Parole che, per chi legge o le ascolta senza sapere il perché, sembrano essere una ricerca nel campo dell’ornitologia, ma se calate nell’opera teatrale “Qualcuno volò sul nido del cucullo” assumono un significato del tutto diverso in quanto, oltre ad essere il cuore dell’intera opera, ne delineano i tratti del tutto paradossali.

Lo scorso venerdì, su invito dei formatori, siamo stati nel bellissimo Teatro Bellini di Napoli, per gustare l’arte e la cultura, che sono sempre un’opportunità per cogliere l’umano che ci circonda. Un tempo di pausa fatto di emotività e riflessione.

La trama al quanto ironica e a tratti commovente, scritta originariamente nel 1962 da Ken Kesey, che poi divenne la base per la sceneggiatura dell’omonimo film nel 1971 con Jack Nicholson nei panni del protagonista e che ora, grazie al riadattamento di Maurizio de Giovanni e la regia di Alessandro Gassmann assume un volto più “nostrano”, mette in luce un modo di fare che caratterizza anche la nostra società odierna: l’essere persone “tiepide” che, per paura di rompere gli equilibri, non hanno il coraggio di esporsi, facendosi vittime del condizionamento.

Dario Danise, un fuorilegge campano un po’ troppo sopra le righe, per scampare ancora una volta alla galera viene rinchiuso dentro l’ospedale psichiatrico di Aversa degli anni ’80, gestito da suor Lucia, donna temuta e manipolatrice. Fin dalle prime battute, è evidente come i pazienti vengano oppressi mentalmente e fisicamente dalla suora, addetta alle cure terapeutiche, e dai suoi collaboratori, denunciando così un volto e una mentalità retrograde di società ma, al tempo stesso, di Chiesa chiusa e opprimente.

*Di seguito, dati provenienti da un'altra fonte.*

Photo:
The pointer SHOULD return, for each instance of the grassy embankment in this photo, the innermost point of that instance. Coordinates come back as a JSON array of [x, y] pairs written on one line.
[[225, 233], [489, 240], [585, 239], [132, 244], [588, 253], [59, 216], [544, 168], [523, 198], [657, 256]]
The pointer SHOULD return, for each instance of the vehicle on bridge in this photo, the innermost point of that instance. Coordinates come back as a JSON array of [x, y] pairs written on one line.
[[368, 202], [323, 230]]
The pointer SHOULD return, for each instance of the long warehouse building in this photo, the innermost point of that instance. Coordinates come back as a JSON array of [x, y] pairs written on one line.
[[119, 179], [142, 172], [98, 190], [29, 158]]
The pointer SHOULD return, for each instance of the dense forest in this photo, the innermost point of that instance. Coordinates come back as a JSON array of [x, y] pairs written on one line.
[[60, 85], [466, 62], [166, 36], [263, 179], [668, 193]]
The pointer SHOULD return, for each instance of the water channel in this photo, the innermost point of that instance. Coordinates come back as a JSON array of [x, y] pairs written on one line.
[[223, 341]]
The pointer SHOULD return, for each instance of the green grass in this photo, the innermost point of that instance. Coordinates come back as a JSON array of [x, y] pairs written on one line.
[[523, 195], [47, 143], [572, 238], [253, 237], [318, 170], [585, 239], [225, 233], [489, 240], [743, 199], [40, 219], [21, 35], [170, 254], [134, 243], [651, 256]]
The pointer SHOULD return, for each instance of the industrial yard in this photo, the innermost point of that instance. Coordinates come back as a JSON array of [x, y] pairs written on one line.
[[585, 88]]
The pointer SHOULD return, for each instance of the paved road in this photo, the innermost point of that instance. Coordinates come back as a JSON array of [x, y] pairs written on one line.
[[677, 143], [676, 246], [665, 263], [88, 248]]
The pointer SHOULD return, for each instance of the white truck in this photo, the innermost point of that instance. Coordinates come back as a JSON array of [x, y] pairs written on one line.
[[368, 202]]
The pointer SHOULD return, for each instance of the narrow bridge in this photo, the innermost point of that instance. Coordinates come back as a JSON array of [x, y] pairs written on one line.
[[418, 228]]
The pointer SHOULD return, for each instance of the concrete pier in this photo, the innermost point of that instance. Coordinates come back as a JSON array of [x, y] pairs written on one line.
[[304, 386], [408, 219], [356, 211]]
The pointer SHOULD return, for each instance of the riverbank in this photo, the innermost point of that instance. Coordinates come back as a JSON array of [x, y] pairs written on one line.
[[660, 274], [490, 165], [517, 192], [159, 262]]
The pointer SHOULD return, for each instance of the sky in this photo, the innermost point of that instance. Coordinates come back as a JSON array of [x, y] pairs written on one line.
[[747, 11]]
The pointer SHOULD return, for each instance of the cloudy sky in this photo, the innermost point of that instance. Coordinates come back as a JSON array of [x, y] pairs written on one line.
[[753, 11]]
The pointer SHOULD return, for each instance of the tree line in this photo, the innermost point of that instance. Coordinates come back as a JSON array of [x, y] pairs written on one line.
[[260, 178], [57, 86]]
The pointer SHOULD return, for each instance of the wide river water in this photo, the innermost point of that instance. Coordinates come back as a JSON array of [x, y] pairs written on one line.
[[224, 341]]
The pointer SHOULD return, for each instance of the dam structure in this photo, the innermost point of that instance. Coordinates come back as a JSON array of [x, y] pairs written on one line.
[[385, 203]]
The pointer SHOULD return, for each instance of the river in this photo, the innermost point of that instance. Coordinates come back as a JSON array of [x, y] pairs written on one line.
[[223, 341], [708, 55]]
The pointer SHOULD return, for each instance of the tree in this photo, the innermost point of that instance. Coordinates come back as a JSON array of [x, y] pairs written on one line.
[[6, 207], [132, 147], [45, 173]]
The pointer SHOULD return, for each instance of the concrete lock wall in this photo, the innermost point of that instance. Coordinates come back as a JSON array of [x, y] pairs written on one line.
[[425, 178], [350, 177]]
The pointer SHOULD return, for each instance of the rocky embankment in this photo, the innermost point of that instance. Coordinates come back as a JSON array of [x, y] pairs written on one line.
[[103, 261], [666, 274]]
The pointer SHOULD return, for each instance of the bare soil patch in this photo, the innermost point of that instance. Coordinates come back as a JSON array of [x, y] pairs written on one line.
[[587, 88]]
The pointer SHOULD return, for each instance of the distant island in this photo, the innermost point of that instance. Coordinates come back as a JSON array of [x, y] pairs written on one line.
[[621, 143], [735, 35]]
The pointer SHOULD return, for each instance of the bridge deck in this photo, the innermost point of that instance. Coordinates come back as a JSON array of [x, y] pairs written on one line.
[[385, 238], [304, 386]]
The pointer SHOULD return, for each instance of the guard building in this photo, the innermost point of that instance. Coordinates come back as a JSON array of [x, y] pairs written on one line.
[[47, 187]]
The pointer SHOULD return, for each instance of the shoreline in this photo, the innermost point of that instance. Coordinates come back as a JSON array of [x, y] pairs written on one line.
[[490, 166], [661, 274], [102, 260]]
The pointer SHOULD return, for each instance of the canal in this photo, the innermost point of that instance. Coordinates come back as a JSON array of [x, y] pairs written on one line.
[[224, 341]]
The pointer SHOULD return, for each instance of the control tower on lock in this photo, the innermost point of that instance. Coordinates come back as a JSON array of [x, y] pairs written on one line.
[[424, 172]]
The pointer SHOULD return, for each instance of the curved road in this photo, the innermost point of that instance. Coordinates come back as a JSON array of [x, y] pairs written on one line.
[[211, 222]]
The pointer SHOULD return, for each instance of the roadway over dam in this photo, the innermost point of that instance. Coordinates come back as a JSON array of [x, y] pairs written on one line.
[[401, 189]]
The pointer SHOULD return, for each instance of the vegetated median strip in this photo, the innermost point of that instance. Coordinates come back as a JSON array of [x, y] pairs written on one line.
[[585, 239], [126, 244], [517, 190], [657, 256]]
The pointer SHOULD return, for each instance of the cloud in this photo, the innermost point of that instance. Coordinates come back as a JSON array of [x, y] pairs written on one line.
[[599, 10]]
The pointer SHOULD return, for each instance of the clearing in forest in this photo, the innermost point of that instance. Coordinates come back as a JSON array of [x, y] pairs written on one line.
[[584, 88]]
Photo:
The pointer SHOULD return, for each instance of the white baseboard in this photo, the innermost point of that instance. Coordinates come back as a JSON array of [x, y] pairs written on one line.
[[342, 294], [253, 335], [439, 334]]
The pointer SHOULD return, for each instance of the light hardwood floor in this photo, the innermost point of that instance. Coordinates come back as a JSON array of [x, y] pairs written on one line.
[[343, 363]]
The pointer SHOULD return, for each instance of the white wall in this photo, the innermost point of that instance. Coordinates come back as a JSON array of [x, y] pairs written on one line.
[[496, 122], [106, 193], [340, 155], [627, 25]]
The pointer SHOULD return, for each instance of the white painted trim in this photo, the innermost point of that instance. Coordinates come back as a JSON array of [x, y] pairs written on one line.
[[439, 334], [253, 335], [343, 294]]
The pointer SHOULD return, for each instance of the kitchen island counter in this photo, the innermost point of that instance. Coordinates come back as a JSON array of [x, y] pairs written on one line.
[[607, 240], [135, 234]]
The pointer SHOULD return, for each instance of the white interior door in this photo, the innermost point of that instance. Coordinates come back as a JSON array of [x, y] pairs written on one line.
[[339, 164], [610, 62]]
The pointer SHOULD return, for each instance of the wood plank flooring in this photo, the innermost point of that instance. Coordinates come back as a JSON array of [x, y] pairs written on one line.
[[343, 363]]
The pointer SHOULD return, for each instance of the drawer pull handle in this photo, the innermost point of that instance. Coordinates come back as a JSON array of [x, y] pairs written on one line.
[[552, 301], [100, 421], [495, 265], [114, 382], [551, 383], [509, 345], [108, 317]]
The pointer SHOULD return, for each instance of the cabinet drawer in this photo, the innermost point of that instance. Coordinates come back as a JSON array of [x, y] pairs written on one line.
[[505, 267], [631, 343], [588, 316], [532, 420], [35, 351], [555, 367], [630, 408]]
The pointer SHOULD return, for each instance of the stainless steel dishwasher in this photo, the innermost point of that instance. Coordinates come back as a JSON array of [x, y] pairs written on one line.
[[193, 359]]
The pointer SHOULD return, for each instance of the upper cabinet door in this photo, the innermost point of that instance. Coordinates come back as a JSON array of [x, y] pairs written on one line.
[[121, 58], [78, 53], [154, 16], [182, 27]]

L’ingresso di Dario e della sua colorata personalità porta, all’interno di quel luogo grigio e privo di speranza, una ventata di allegria tanto che i “pazzarielli” (così definiti dal protagonista) non sono più solo dei pazienti e basta, ma iniziano a sentirsi “normali”, ribellandosi, pian piano, ai soprusi di suor Lucia, probabilmente l’unica vera pazza in quell’ospedale, il cui unico obiettivo è avere il controllo sulle persone fragili. Dario diventa “l’intralcio” di suor Lucia, il “fuori legge”, che non sta alle regole repressive, ma che assume come unica “legge” il bene dei suoi amici pazzarielli.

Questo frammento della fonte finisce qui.